Petr Nečas has been elected leader of the Civic Democrats. Mr. Nečas,
who has served as acting chairman since the resignation in March of the
party’s former leader Mirek Topolánek, was officially confirmed in the
post at a two day conference of the Civic Democratic Party in Prague.
Dubbed by the media as Mr. Clean, Petr Nečas said his ambition was to
renew public trust and make the Civic Democrats a leading force in Czech
politics. The five newly-elected deputies are all close allies of Mr.
The first day of the conference was devoted to an analysis of the party’s lackluster performance in the recent general elections and its strategy in coalition talks on forming a centre-right government. Despite the party’s poor showing, strong support for two new parties, TOP09 and Public Affairs have given the Civic Democrats the chance to form a centre-right government, with Mr. Nečas widely expected to become the country’s next prime minister.
The party’s former leader Mirek Topolánek was not present at the conference but sent an open letter analyzing the party’s election defeat and making recommendations for the future. He said that the main reason behind the failure was party infighting, a lack of loyalty and corruption scandals. He reminded the assembly that the party’s own deputies had helped bring down the government in the middle of the country’s EU presidency and said that he himself had been under constant attack from his own party members during his eight years as leader. Mr. Topolánek called for the party to unite and rally around its new leader, to effect a change of guard which would bring capable, young people to the fore and to show greater humility in the face of the public.
The new Civic Democrat leadership is to meet on Sunday evening to discuss changes to its negotiating team in the three party coalition talks. The original trio included David Vodrážka, who failed to get elected to the party leadership after Mr. Nečas omitted to mention his name when enumerating the candidates he wanted by his side.
Hundreds of people attended a commemorative ceremony on Sunday on the site of Ležáky, one of the two Czech villages that the Nazis razed to the ground 68 years ago in retaliation for the assassination of Nazi governor Reinhard Heydrich. The children were either transported to concentration camps or resettled with German families whilst all 52 adults were killed and Ležáky was razed to the ground on June 24th 1942, just two weeks after the destruction of Lidice. Speaking at the ceremony President Vaclav Klaus said it was important for future generations to learn the lessons of the past, to realize the full meaning of expressions such as statehood, freedom and sovereignty and be ever ready to defend them.
A fire at a stockyard for scrap tires in Tušimice, northwest Bohemia, continued to burn for a third day on Sunday although it was contained and under control. The amount of toxic fumes is also reported to have dropped significantly. At the height of the blaze 23 fire brigades fought the flames while emergency crews temporarily evacuated 200 people from their homes. Two firemen were injured in the emergency operation. The cause of the accident is being investigated. Preliminary reports suggest that poor storage conditions may have been partly to blame.

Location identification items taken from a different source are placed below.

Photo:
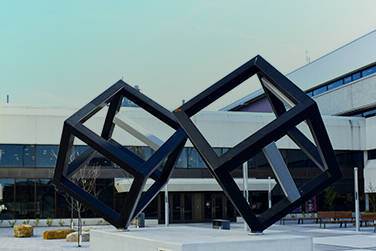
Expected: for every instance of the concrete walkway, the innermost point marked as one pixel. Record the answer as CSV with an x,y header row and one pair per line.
x,y
331,238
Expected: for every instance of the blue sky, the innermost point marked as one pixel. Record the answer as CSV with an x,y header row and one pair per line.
x,y
64,53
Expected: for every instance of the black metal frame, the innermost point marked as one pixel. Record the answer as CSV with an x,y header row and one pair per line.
x,y
141,170
278,89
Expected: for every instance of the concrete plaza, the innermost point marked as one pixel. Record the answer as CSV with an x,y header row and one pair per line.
x,y
331,238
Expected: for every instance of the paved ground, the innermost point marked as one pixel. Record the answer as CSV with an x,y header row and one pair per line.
x,y
331,238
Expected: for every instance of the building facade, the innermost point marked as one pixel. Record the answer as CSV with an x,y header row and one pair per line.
x,y
343,83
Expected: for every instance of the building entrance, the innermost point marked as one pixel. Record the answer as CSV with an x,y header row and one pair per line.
x,y
196,207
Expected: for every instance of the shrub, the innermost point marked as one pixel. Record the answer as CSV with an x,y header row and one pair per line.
x,y
49,222
12,222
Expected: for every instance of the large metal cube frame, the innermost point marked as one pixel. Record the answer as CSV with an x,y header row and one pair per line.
x,y
140,169
281,93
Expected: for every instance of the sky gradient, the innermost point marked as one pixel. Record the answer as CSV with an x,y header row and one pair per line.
x,y
64,53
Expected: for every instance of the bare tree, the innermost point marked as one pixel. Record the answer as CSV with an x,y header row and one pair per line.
x,y
372,195
85,178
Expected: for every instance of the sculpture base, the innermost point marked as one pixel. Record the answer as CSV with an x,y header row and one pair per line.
x,y
194,239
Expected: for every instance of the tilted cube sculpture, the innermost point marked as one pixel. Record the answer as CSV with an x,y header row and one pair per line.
x,y
281,93
140,169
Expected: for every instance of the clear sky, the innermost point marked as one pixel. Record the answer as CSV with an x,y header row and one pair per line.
x,y
64,53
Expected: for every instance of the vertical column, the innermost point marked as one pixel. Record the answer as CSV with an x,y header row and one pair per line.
x,y
269,192
245,189
356,195
366,201
166,207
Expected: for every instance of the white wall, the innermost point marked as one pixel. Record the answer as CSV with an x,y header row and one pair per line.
x,y
350,97
38,125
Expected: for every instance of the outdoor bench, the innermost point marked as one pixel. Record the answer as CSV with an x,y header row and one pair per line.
x,y
335,217
221,224
368,217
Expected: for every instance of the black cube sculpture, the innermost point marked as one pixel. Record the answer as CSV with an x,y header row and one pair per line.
x,y
140,169
281,93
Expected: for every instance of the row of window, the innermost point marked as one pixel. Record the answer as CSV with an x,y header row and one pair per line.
x,y
37,198
343,81
45,156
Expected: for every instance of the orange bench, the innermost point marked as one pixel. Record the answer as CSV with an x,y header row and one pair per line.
x,y
368,217
335,217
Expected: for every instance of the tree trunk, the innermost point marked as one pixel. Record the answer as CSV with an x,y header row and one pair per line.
x,y
79,227
72,211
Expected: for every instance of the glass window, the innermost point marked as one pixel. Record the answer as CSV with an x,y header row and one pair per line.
x,y
7,198
194,159
182,161
356,76
46,155
335,84
45,199
369,71
24,202
29,155
218,151
372,154
11,155
369,113
347,80
320,90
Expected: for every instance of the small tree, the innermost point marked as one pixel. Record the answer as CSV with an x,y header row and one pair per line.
x,y
372,195
330,197
85,178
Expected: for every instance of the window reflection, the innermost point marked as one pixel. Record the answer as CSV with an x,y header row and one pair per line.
x,y
46,155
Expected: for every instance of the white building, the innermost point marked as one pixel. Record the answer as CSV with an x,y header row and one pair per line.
x,y
343,83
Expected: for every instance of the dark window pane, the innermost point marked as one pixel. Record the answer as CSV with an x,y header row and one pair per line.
x,y
356,76
372,154
369,113
369,71
320,90
79,149
194,159
182,161
335,84
46,155
45,199
347,80
24,202
7,197
29,155
11,155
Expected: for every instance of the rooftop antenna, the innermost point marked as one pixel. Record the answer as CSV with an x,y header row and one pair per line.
x,y
308,59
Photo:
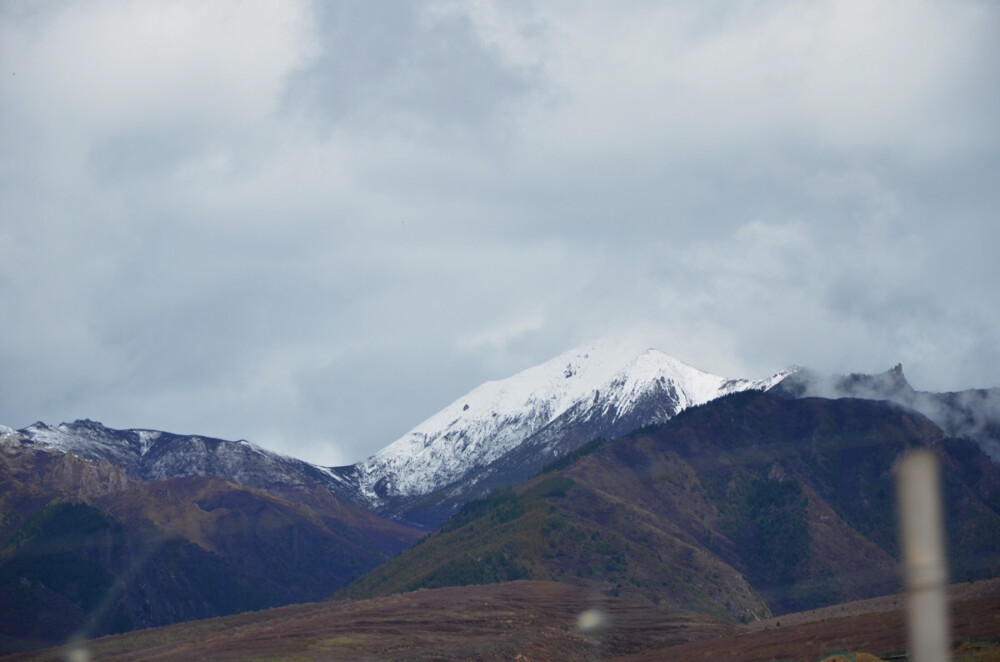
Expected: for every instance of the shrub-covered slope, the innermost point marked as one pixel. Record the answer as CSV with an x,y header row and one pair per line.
x,y
86,549
746,505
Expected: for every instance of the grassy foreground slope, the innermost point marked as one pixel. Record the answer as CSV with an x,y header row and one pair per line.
x,y
533,621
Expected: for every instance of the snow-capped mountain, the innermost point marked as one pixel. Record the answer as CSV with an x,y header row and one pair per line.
x,y
156,455
551,408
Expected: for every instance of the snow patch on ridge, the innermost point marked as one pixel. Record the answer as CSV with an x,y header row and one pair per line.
x,y
497,416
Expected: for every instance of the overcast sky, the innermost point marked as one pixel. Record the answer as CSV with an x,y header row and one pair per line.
x,y
312,225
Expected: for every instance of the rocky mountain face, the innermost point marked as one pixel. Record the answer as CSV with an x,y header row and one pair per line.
x,y
503,432
972,413
87,549
156,455
743,507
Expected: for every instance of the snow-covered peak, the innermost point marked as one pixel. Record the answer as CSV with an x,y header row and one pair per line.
x,y
553,386
497,416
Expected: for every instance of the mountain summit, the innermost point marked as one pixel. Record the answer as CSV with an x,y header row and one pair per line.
x,y
505,430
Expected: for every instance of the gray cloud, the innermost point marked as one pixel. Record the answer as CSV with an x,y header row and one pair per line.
x,y
312,225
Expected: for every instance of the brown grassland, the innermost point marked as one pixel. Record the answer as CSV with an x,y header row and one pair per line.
x,y
531,620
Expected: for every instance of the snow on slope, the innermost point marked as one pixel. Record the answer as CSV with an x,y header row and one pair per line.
x,y
496,417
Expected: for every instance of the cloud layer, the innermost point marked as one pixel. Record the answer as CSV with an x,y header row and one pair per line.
x,y
313,225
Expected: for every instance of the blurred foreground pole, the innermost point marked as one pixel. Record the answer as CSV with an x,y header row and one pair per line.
x,y
921,525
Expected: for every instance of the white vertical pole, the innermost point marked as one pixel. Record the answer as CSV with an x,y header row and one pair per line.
x,y
921,525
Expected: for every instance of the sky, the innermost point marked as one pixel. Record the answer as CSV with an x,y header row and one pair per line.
x,y
314,224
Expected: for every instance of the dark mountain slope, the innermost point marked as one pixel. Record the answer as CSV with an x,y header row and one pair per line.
x,y
972,413
749,502
83,547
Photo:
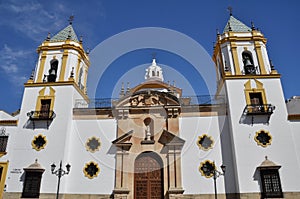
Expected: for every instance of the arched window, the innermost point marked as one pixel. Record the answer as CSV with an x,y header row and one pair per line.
x,y
149,132
80,78
53,70
248,63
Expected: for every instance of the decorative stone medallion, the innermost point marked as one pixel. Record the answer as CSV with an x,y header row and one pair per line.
x,y
91,170
207,168
39,142
205,142
93,144
263,138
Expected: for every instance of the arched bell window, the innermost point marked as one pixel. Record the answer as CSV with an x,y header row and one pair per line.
x,y
53,70
149,132
248,63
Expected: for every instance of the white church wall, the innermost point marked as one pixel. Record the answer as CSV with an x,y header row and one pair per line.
x,y
192,156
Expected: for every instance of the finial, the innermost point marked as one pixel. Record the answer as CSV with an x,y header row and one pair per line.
x,y
69,35
230,10
122,90
252,25
128,88
229,26
32,74
72,73
153,55
48,36
271,65
71,19
3,130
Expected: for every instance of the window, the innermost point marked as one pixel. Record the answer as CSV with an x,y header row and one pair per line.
x,y
248,63
205,142
32,182
256,102
53,70
271,186
149,131
3,141
91,170
45,108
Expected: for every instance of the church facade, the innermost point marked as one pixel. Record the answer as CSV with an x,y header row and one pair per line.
x,y
152,142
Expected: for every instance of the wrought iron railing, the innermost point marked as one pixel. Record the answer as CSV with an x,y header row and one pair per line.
x,y
3,140
184,101
258,109
41,115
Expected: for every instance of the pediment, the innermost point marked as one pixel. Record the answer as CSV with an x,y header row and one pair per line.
x,y
124,140
169,139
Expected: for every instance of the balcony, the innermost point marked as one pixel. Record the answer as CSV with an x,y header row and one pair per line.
x,y
262,112
38,118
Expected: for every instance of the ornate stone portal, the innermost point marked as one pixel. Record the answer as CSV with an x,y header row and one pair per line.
x,y
148,146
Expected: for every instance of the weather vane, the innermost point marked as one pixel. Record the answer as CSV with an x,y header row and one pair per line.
x,y
230,10
71,19
153,55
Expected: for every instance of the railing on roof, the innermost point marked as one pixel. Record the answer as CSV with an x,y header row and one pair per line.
x,y
184,101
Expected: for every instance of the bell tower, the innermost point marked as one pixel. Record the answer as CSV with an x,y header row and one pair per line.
x,y
255,106
62,59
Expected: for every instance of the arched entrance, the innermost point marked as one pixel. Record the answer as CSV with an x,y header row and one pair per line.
x,y
148,176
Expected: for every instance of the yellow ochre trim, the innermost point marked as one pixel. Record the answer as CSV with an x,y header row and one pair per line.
x,y
64,83
260,58
8,122
77,68
42,96
42,66
235,58
86,166
38,148
81,51
88,147
208,137
201,171
259,89
4,165
258,142
63,65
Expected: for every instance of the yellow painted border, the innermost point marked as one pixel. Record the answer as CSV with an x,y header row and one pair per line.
x,y
4,165
34,146
259,89
88,148
86,166
42,96
209,137
42,66
258,142
201,165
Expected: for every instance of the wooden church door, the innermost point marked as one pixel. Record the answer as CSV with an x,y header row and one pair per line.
x,y
148,178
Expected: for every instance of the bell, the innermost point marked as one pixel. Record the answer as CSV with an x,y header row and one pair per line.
x,y
247,62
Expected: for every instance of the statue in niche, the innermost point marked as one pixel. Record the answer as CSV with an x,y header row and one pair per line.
x,y
53,71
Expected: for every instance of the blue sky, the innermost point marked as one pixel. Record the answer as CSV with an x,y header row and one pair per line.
x,y
24,24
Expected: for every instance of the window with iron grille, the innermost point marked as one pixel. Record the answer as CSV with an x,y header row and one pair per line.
x,y
271,185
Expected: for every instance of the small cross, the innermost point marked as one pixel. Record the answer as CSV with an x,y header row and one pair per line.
x,y
153,55
71,19
230,10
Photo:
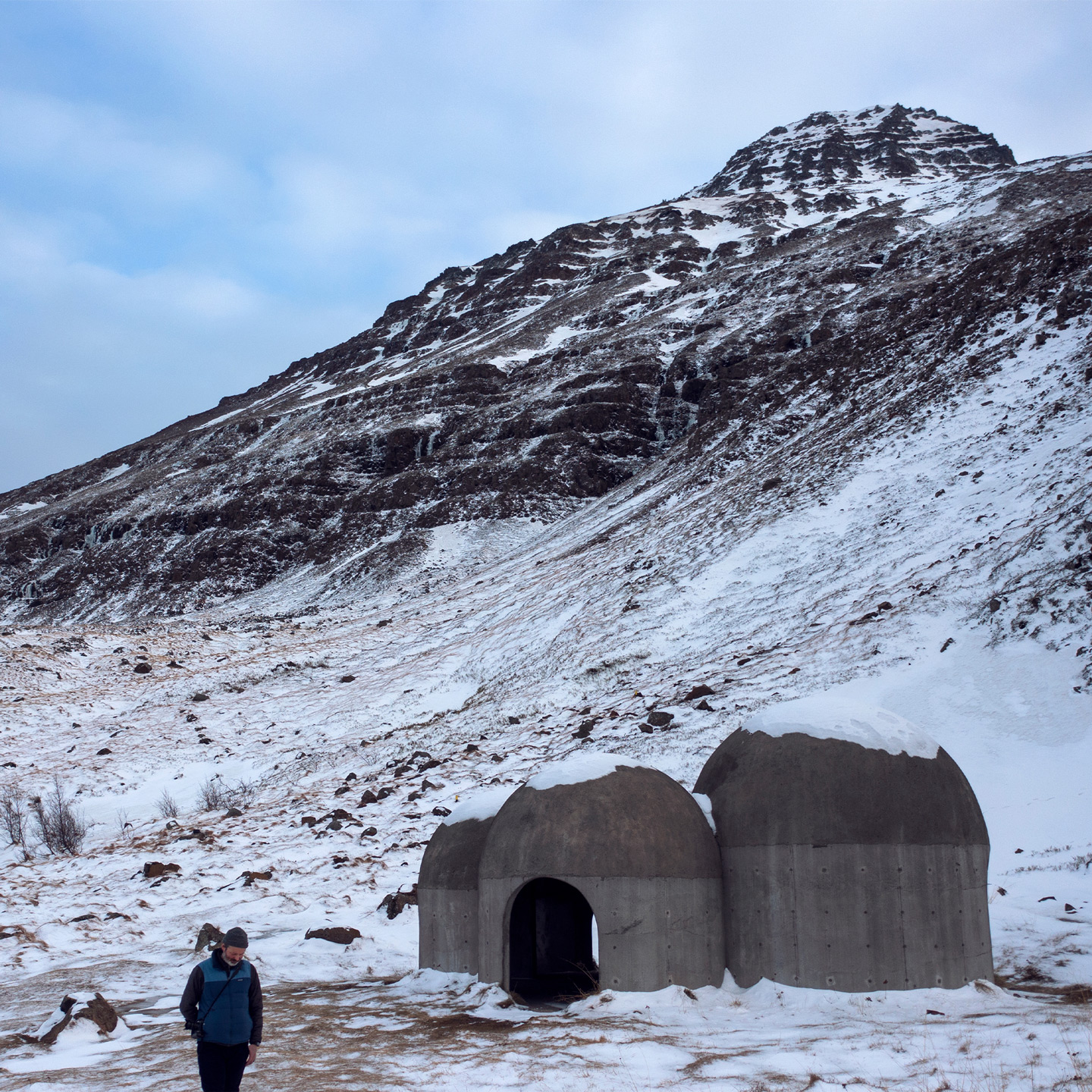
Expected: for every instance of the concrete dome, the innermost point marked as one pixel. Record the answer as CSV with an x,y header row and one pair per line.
x,y
448,886
795,789
854,852
600,849
633,821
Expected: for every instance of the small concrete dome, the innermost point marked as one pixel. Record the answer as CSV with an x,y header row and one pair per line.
x,y
854,852
632,821
602,836
448,886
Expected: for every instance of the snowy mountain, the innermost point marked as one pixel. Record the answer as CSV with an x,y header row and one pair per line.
x,y
819,425
850,271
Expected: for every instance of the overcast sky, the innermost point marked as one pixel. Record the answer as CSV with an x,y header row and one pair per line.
x,y
195,195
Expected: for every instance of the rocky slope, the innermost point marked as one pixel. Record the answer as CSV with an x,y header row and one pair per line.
x,y
838,281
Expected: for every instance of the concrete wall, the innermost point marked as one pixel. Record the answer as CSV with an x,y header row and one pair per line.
x,y
448,930
858,918
448,899
654,932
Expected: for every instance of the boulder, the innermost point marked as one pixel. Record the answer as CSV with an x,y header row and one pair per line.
x,y
91,1007
397,902
335,934
699,692
153,869
209,937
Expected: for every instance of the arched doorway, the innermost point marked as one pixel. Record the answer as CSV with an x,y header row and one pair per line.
x,y
550,943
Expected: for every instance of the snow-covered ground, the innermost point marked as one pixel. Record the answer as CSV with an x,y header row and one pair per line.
x,y
921,576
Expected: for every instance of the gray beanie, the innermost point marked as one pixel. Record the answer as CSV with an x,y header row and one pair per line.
x,y
235,938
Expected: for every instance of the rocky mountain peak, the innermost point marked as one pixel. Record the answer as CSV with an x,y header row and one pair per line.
x,y
827,150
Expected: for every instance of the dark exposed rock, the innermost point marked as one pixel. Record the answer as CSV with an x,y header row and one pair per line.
x,y
97,1010
698,692
155,868
335,934
394,905
209,937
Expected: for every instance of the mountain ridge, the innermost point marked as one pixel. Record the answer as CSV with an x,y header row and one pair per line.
x,y
545,376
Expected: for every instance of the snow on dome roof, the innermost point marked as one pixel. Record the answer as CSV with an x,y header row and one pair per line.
x,y
587,767
829,717
481,807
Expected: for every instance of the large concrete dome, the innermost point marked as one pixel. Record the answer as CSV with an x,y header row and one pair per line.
x,y
600,839
853,849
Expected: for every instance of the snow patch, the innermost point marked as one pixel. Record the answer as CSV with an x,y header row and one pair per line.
x,y
830,717
482,807
573,771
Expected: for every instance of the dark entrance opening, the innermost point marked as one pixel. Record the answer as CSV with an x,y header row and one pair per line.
x,y
551,943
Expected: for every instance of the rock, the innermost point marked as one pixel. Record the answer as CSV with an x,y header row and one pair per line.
x,y
209,937
585,731
155,868
94,1008
397,902
335,934
699,692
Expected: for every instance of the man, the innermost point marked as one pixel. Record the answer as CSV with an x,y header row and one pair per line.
x,y
223,1009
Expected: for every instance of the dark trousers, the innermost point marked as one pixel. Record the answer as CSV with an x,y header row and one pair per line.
x,y
221,1066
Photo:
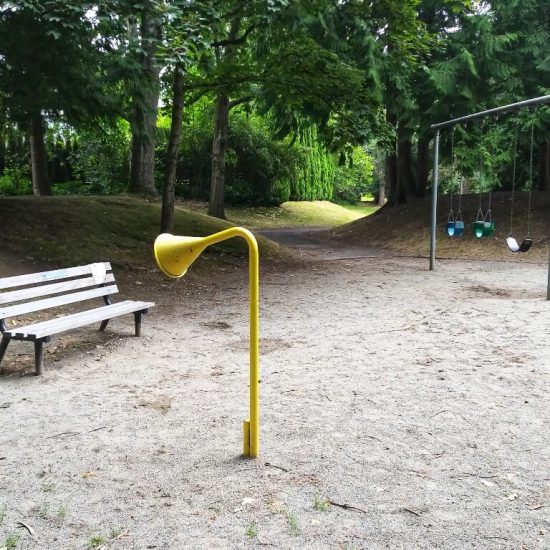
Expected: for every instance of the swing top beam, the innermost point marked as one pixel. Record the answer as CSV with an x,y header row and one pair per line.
x,y
543,100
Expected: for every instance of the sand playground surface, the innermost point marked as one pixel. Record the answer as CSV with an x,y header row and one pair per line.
x,y
400,408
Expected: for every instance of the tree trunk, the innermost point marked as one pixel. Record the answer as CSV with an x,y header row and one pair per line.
x,y
405,175
219,147
41,184
544,166
167,216
423,167
219,143
391,178
144,123
381,193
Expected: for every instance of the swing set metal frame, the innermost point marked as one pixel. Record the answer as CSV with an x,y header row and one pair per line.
x,y
542,100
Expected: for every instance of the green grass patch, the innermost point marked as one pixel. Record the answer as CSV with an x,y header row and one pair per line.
x,y
361,208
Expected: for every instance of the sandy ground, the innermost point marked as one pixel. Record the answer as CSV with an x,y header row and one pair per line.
x,y
418,399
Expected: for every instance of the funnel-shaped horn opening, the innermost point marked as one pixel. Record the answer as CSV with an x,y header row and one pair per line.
x,y
175,254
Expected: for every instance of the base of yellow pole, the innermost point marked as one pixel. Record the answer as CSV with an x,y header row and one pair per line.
x,y
246,437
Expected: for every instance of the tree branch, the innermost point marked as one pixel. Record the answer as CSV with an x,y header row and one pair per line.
x,y
235,41
240,101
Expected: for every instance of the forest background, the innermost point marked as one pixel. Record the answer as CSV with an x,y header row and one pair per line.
x,y
259,102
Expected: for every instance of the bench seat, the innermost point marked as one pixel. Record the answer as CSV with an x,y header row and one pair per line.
x,y
76,320
36,292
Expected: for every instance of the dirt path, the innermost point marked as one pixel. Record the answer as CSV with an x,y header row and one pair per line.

Four Czech tourists who were injured in a bus accident in Croatia early on Saturday remain in hospital in Pule with fractures and concussion, the ctk news agency reports. Six others have returned home. Twenty-one passengers suffered injuries in the accident in which a tourist bus overturned into a ravine. There were no critical injuries. Most of the group later continued on their journey to their holiday destination. The accident happened on the seacoast, near the town of Novi Grad at around 4 am CET. According to Croat traffic police the driver had been going too fast on a dangerous stretch of the road.
The Czech Republic’s pavilion at the Expo 2010 fair in Shanghai welcomed its 2 millionth visitor over the weekend. Wu Pcho, a twenty-eight-year old businessman from China received books about the Czech Republic, a gift of Bohemia crystal and a crate of Czech beer. The head of the pavilion Miloslava Kumbarová said she was delighted with the success of the Czech undertaking. China has even expressed interest in buying the pavilion and apparently plans to move the complex to a town outside Shanghai.
The Trade Inspection Authority said a recent inspection of 28 pubs and eateries in smaller towns and villages revealed that 16 of them failed to adhere to set norms. Among the failings for which they were fined was undersizing food portions and drinks and failing to properly mark the price of goods. The TIA said it meant to intensify inspections of small eateries ahead of the holiday season.
The popular British trip hop band Massive Attack is to perform at Prague’s Tesla Arena on Monday. The group is back just six months after their November concert in the Czech capital, which was hopelessly sold out weeks in advance and received rave reviews. This will be their fourth gig in the Czech Republic.
The number of Czech households equipped with a computer has doubled in the last five years, the Czech Statistical Office reported. While in 2005 only around 30 percent of Czech households were equipped with a PC, in 2009 their number had risen to 59.6 percent. In this respect the Czech Republic still lacks behind the EU average, which is 11 percent higher.